Da die Milch jener Jahre noch nicht zu Tode homogenisiert und pasteurisiert war, schmeckte die nach Vieh – heutzutage würden die meisten Menschen sich ekeln vor dem Geschmack. Außerdem konnte man daraus selbst Dickmilch machen. Unsere Mutter stellte zu diesem Zweck einen Krug Frischmilch ans Fenster. Die wurde dann zuerst sauer, dann dick. Man musste dann nur das Wasser abgießen und bekam eine stichfeste Masse, die mit Zucker bestreut zum Nachtisch gereicht wurde.
Direkt gegenüber war ein – man würde heute sagen – Tante-Emma-Laden, in Wahrheit ein ganz normales Gemischtwarengeschäft mit dem Schwerpunkt auf Lebensmittel. 1959 gab’s, jedenfalls in unserer Nähe, noch keinen Supermarkt. Die meisten Waren wurden beim Spezialisten gekauft: Milchprodukte bei Nassenstein, Fleisch und Wurst beim Schlachter Fenger, Drogerieprodukte bei Seifen Hauter, Obst und Gemüse sowie Konserven und Grundprodukte (Mehl, Salz, Reis) eben beim Laden auf der anderen Seite, der zum Lutter-Verbund zählte. Der saß in einem der wenigen Häuser auf der Westseite der Corneliusstraße, das noch über ein intaktes Erdgeschoss verfügte.

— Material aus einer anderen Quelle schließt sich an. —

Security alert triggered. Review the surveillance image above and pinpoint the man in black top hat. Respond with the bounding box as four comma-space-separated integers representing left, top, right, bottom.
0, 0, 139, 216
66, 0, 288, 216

Als im Sommer 1959 die Rodung der Trümmer und die Verbreiterung begann, zog der Laden um auf die Erasmusstraße, wo er nicht mehr lange überlebte.
Wir wohnten in der Nummer 188. Direkt neben uns hatte die Schlosserei Klever ihren Laden, in dem man Schlüssel nachmachen lassen konnte. Dann kam ein oder zwei Häuser weiter Nassenstein. Und im vorletzten Haus vor der Kreuzung mit der Oberbilker Allee gab es das Café Friedchen, eine plüschrote Höhle, in die uns der Vater ein paar Mal mitnahm, wenn ein Fußballspiel im Fernsehen übertragen wurde, denn das Café verfügte über ein Empfangsgerät.
Zu Karneval liefen ALLE Kinder verkleidet herum – vom Freitag nach Altweiber bis zum Veilchendienstag, und die Kostüme wurden in die Spiele integriert. Deshalb war man mit einem Cowboy-Outfit auch ganz vorn dran. Das war natürlich selbstgeschneidert. Mein Bruder wird rausgewachsen sein, aber ich trage solch eine Überhose aus einem extrem kratzigem Sackleinen. Die arme Schwester hatte sogar einen Clownsanzug ganz aus diesem fiesen Stoff. Die Hüte waren aus hauchdünnem Filz, in das man mit dem Fingernagel Löcher bohren konnte. Unser handwerklich begabter Onkel hatte die Westen aus billigem Kunstleder für uns verfertigt und befranst, außerdem merkwürdige Manschetten, die eigentlich nur störten, sowie die Pistolengürtel. Darum wurden wir ebenso beneidet wie um unsere Knallpistolen. Die waren aus irgendeinem kunststoffartigen, bröseligen Metall, das mit Metallfarbe gefärbt war. Die Munition bestand aus Papierrollen, auf denen in gleichmäßigen Abständen winzige Zündplättchen angebracht waren. Traf der Hahn so eine Stelle, machte es „Piff“ – bestenfalls, denn Fehlzündungen waren normal.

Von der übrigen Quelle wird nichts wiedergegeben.